On remand, however, the district court promptly reinstated its pre-Callais injunction largely based on its pre-Callais reasoning. The court held that Alabama had engaged in intentional discrimination by declining to draw a second black opportunity district that the court had earlier suggested was a required remedy for a Section 2 violation. And the court again held that Alabama had violated Section 2. Those holdings were wrong even before Callais and are indefensible after it.
With respect to intentional discrimination, the district court paid only lip service to its obligations to “disentangle race and politics” and to begin “with a presumption that the legislature acted in good faith.” Alexander v. South Carolina State Conference of the NAACP, 602 U.S. 1, 6 (2024). The court disregarded Alabama’s indisputably partisan aims when the 2026 legislature chose to use the 2023 map for the upcoming midterms and when the 2023 legislature pursued incumbency protection.

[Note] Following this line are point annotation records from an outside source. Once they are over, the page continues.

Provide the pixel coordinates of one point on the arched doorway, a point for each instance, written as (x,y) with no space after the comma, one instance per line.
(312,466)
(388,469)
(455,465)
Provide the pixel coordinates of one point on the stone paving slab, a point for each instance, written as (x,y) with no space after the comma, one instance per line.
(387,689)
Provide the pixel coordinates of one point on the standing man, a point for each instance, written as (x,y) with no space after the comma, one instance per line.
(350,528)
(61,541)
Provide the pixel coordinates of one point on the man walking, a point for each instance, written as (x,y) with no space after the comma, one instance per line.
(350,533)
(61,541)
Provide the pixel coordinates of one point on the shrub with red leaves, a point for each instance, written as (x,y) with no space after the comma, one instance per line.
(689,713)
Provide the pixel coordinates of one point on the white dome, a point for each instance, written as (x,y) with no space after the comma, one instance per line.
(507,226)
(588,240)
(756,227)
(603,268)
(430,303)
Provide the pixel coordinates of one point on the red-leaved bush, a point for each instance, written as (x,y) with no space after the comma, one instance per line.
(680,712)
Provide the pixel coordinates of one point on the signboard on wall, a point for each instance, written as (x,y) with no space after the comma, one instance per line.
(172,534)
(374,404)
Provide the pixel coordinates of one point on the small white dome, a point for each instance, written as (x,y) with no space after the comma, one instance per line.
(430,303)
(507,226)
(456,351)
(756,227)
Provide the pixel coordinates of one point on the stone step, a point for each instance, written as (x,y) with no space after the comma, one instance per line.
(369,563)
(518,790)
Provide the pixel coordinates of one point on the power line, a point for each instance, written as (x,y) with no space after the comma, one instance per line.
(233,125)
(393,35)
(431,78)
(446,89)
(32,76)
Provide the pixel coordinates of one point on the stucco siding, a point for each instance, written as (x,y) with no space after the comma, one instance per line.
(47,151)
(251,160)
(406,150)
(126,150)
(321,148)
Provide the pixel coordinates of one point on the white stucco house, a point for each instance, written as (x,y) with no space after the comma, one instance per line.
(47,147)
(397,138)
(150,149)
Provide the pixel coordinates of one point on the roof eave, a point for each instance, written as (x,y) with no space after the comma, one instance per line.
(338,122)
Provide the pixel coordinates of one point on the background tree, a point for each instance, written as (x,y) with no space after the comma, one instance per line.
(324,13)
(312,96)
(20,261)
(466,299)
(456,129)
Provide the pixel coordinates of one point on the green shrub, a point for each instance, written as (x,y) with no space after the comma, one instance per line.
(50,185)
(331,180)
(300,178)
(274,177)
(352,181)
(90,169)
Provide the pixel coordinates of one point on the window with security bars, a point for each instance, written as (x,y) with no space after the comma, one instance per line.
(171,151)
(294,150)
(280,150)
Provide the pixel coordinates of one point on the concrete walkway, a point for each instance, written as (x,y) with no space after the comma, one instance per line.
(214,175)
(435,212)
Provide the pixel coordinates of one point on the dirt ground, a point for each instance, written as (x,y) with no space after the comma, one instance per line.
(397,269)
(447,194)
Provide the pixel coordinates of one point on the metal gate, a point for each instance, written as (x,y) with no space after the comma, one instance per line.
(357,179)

https://x.com/scotus_wire/status/2059727097078116786
From a conservative perspective, the bigger worry is institutional: federal judges second-guessing legislatures on razor-thin timing and substituting their own policy preferences for elected officials. The DOJ brief underscores that federal courts should be especially cautious when rulings disrupt election administration and when the supposed remedies amount to ordering race-conscious maps the state never would have adopted. The high court now faces a choice about how strictly to enforce the new limits of Callais and whether to protect state discretion in partisan districting on the eve of voting.